Василиса плакала, когда Павел уезжал из села.
- Я чувствую, что никогда тебя больше не увижу.
- Глупости это всё, пустые слезы и переживания. С чего вдруг ты меня больше никогда не увидишь? Я служить буду всего полтора года, в пехоте. Не на флот же меня посылают. Василисушка, утри слёзы.
- Вы ведь пожениться хотели...
- Хотели, да видишь, батька твой не согласен был в этом году свадьбу играть.
- Да знаю я, знаю, - всхлипнула Василиса. - Дочь я у них с мамкой единственная, хотел в белом платье видеть, да за столом речи толкать. А время нынче такое, что и на стол нечего ставить, да ни гроша в кармане нет. Не на что не только платье белое купить, а и на валенки зимние копейки нет.
- Этот год был неурожайный, голодно не только у нас, но и по всей стране. Переживём, Василисушка. Вот вернусь со службы, такую свадебку закатим, что всё село гулять будет.
Он взял её за подбородок и поднял голову своей невесты.
- Помни, Василиса - я твой, а ты моя.
Василиса покраснела, вспомнив их ночь на сеновале неделю назад. Не утерпели молодые, согрешили до свадьбы. Но уж раз всё равно к ней дело, шло, так отчего желание своё в себе держать?
Не подумали молодые, что судьба играет с людьми по своим правилам и все планы, намеченные наперед, изменятся по её воле.
****
Павел уехал на службу, как потом узнала Василиса из первых его писем - отправили его на Кубань, где еще были восстания против Советов и следовало их гасить.
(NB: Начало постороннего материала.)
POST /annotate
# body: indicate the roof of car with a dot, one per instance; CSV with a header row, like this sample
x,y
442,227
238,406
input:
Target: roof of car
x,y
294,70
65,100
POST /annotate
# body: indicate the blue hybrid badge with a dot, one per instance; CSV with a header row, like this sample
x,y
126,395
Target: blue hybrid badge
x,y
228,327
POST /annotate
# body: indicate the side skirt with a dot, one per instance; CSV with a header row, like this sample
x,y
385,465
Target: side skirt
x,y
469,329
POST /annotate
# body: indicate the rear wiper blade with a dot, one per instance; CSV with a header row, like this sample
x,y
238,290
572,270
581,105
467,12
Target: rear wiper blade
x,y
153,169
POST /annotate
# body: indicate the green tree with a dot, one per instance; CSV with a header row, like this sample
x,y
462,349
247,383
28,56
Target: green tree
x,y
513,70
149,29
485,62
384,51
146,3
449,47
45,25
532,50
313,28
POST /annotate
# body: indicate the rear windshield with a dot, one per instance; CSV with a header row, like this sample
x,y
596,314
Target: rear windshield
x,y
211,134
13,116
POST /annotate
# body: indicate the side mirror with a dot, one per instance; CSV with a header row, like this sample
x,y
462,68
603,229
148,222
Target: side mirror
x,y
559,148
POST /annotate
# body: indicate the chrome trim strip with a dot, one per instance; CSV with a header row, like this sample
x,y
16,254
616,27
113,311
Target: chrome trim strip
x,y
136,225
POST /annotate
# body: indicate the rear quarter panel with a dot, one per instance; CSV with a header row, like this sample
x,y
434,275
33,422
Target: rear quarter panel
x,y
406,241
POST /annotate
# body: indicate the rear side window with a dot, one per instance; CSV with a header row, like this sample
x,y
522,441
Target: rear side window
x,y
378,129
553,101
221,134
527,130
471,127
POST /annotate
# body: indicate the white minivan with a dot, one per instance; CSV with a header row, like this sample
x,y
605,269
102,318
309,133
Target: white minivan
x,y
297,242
Василисе было страшно, она переживала за своего жениха. Но еще страшнее было от того, что ночь та не прошла бесследно - она ждала ребенка от Павла. Как признаться в этом родителям? Как выносить и родить малыша на виду у всей деревни? Каждый пальцем в неё ткнет и назовет гулящей.
Но как бы она не оттягивала этот разговор, а признаваться надо было. Уже срок был месяца три. Еды не хватало, постоянно желудок был голодный, но несмотря на это, чувствовала она себя плохо по утрам и пищу даже на запах не переносила.
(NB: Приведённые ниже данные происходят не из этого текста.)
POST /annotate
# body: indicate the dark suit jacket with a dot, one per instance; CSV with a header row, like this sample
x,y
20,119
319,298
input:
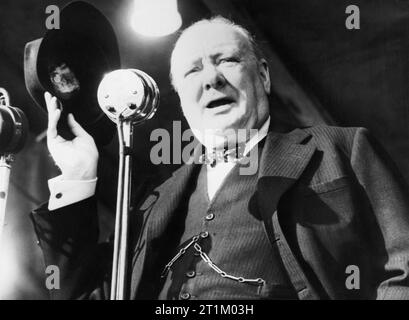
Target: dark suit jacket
x,y
330,198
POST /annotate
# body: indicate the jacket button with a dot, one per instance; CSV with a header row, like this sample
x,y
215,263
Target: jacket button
x,y
190,274
204,234
210,216
185,296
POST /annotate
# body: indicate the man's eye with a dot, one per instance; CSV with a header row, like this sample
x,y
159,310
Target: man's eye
x,y
229,59
190,71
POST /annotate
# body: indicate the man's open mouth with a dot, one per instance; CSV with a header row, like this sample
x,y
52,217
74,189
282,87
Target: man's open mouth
x,y
219,102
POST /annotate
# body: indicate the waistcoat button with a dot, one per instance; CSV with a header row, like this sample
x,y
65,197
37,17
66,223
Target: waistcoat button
x,y
190,274
185,296
204,234
210,216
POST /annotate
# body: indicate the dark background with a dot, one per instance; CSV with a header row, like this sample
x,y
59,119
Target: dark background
x,y
321,72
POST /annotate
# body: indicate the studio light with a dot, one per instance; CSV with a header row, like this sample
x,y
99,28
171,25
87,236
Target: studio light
x,y
155,18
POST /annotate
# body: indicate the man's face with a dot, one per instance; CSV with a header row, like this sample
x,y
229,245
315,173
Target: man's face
x,y
220,83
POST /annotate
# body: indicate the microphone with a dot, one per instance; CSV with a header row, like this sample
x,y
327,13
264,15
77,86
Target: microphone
x,y
128,94
128,97
13,126
13,135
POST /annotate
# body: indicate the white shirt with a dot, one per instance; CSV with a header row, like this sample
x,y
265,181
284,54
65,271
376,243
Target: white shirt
x,y
66,192
217,174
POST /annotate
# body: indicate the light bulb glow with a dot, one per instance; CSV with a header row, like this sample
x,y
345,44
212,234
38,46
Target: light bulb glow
x,y
156,17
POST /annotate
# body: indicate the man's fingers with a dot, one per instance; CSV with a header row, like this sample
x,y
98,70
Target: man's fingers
x,y
52,123
75,127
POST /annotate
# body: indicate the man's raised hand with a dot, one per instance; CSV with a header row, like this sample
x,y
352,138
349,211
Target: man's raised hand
x,y
77,158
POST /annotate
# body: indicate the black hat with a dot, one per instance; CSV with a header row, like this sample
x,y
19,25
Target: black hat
x,y
70,62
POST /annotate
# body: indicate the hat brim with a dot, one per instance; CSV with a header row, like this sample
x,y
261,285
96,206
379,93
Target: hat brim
x,y
86,46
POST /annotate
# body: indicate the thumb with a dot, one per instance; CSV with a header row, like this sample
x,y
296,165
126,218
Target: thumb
x,y
75,127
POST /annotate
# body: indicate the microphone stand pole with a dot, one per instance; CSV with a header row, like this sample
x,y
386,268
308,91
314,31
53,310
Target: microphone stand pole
x,y
119,268
5,168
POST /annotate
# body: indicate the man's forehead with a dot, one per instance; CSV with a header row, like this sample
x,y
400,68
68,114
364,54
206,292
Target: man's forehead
x,y
205,38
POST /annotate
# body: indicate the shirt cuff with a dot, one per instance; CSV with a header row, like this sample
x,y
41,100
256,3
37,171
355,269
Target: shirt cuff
x,y
66,192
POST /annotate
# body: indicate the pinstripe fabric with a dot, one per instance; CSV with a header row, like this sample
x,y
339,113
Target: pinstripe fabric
x,y
237,244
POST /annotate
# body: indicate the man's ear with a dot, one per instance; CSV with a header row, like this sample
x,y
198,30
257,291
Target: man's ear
x,y
264,75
- Господи, только бы не потерять тебя в такое время, - причитала мать над единственной дочерью, прикладывая ей влажное полотенце на голову.
- Мама, нет у меня жара. Тошно мне, понимаешь.
- Еды нет, оттого и тошно. А мокреньким полотенцем на голове всё полегче будет.
- Батя где?
- Батька ушел на реку рыбу ловить.
- Не могу уже есть эту рыбу, глаза мои на нее не смотрят. Каждый день эта похлебка то из щуки, то из карася.
- А что поделать? - тяжело вздохнула мать. - Кабы и рыбы не было, так вообще бы с голоду уж окочурились бы давно. За это Бога благодари. Кабы не речка наша, кормилица, давно бы ноги протянули. Не резать же последних квочек, тогда цыплят не увидим по весне...
- Этот запах рыбы... Невмоготу он мне.
Прасковья молча посмотрела на дочь, а потом вдруг задумчиво спросила:
- Васька, а дела у тебя давно были? Не видать, чтобы ты тряпчонки стирала.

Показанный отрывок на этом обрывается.